I have two projects; one is an MVC project using angular (so it's not a real MVC), and the other is a WebAPI2 project with various controllers that feed data and receive data from the first project.
The first project uses angular $ http to request the WebAPI service:
var request = $http({ method: "GET", url: "http://localhost:1234/api/Entity/", json: true, crossDomain: true, datatype: 'json', params: { action: "get" }, withCredentials: true });
When this is done in IE10, the data is returned without any problems. However, doing this in Chrome or Firefox results in error 401. I used Fiddler to examine the difference between requests and narrowed it down to the Authorization header. The IE request is as follows:
GET http://localhost:1234/api/Entity?action=get HTTP/1.1 Referer: http://localhost:1234/Home Accept: application/json, text/plain, */* Accept-Language: en-GB Accept-Encoding: gzip, deflate User-Agent: Mozilla/5.0 (compatible; MSIE 10.0; Windows NT 6.1; WOW64; Trident/6.0) Connection: Keep-Alive DNT: 1 Authorization: Negotiate oXcwdaADCgEBoloEWE5UTE1TU1AAAwAAAAAAAABYAAAAAAAAAFgAAAAAAAAAWAAAAAAAAABYAAAAAAAAAFgAAAAAAAAAWAAAABXCiOIGAbEdAAAAD+mN4751DVFNv2xW6c59dCajEgQQAQAAAPUXp1AtIpqEAAAAAA== Host: localhost:58843
From what I can compile, the token format indicates that it uses NTLM protection. Is there something I can do to pass this authorization header that will be sent via the $ http request?

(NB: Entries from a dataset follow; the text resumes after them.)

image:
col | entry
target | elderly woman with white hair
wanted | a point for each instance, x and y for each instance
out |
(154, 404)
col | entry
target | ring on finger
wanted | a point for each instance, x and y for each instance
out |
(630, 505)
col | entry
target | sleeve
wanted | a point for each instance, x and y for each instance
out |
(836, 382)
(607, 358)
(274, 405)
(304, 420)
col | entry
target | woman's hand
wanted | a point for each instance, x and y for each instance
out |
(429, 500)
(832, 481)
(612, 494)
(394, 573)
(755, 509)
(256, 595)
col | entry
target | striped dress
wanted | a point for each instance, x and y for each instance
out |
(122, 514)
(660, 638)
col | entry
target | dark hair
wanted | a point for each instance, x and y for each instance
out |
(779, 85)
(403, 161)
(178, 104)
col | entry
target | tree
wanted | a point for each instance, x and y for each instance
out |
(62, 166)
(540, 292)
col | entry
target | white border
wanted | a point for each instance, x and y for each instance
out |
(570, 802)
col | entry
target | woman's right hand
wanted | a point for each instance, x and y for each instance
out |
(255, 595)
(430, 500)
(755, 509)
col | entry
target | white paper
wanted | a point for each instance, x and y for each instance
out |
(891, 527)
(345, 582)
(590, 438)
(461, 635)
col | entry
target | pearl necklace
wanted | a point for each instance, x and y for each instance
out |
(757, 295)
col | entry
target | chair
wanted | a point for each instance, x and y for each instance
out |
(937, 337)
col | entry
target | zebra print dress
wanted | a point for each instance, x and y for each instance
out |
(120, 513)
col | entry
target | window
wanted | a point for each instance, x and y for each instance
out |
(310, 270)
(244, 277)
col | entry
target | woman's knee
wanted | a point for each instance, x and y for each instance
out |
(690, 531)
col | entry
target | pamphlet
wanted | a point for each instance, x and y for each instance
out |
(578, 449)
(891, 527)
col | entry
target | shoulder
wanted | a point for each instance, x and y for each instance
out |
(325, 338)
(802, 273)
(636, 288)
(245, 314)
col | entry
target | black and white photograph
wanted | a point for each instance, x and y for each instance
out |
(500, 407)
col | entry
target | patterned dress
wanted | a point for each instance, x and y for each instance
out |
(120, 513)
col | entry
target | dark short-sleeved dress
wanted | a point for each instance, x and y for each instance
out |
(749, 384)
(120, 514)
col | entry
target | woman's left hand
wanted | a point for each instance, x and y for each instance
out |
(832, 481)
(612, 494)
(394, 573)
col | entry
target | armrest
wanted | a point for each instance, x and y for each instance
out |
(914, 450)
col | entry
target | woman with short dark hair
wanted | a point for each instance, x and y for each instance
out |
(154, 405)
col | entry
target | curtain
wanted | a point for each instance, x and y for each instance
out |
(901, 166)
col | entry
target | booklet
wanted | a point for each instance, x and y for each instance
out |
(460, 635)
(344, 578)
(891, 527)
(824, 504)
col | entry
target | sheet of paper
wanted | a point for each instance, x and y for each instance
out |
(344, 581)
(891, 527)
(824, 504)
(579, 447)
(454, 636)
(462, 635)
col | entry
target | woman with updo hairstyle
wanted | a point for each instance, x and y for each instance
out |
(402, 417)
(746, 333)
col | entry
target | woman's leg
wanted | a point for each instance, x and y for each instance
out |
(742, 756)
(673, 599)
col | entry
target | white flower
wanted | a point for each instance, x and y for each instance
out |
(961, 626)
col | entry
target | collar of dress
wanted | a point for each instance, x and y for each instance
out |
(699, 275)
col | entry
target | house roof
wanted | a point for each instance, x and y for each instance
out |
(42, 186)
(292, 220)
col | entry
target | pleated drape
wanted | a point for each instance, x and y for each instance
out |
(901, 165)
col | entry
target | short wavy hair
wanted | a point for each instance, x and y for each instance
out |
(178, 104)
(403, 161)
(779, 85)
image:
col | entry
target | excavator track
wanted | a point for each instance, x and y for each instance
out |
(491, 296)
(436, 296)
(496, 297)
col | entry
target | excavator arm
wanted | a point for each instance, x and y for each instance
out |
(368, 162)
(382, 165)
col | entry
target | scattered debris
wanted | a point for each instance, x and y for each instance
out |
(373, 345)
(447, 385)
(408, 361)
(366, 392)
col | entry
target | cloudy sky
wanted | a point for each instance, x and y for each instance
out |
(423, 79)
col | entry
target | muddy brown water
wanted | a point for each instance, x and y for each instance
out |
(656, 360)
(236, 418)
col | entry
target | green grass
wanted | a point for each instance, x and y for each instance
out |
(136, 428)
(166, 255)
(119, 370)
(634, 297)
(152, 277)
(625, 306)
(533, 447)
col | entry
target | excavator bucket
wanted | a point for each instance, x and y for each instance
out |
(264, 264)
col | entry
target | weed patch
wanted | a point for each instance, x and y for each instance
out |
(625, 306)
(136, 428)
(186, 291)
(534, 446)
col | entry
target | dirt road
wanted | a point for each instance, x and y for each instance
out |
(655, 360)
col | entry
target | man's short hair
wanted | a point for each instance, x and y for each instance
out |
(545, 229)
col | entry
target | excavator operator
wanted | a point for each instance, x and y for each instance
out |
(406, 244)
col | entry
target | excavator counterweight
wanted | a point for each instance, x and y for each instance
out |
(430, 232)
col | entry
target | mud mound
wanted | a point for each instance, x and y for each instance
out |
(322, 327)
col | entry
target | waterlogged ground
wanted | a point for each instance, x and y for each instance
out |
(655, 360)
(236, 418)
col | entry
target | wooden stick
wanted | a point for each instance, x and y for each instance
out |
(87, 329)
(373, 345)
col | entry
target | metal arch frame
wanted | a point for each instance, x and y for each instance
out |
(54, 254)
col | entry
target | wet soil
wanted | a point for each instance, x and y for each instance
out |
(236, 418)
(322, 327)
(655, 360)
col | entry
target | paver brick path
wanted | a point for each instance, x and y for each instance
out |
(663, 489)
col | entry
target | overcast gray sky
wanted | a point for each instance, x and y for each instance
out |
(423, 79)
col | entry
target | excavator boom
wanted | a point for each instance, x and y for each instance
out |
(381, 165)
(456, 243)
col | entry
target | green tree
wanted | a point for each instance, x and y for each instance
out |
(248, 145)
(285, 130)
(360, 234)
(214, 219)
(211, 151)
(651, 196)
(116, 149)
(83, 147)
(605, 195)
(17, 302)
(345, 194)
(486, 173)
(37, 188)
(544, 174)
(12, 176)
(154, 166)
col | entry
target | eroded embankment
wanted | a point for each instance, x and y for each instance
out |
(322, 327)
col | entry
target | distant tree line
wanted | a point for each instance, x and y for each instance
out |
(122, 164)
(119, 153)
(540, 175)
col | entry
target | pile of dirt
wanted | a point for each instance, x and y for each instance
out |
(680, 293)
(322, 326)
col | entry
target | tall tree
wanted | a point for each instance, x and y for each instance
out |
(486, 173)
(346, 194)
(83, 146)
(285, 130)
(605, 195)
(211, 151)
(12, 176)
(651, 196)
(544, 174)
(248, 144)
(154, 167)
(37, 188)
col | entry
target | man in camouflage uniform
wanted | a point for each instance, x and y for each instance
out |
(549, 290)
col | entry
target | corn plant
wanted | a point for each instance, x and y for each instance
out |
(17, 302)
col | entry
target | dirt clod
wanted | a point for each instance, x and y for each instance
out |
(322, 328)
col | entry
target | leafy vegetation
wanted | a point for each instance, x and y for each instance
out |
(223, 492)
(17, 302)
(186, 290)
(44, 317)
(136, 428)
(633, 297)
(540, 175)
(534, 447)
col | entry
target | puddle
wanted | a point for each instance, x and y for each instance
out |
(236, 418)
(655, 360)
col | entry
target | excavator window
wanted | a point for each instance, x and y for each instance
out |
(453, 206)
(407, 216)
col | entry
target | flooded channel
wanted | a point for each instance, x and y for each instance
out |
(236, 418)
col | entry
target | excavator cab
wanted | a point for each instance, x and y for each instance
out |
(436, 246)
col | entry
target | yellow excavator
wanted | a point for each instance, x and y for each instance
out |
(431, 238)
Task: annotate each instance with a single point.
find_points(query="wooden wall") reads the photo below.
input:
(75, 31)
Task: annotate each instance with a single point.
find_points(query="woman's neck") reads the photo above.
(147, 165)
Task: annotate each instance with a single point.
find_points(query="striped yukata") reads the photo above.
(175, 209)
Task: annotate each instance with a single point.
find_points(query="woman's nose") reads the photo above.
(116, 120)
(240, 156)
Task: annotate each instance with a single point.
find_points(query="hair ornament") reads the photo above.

I do not see that there is any security specified in the WebAPI service (I inherited this project in the last couple of days, so I am not familiar with it yet); is the authorization header sent because it is a CORS request?
I am currently going to move WebAPI controllers to the first project to avoid cross domain calls; maybe this is the best thing to do, given that this REST service will only be called by the MVC project?
Any help would be greatly appreciated!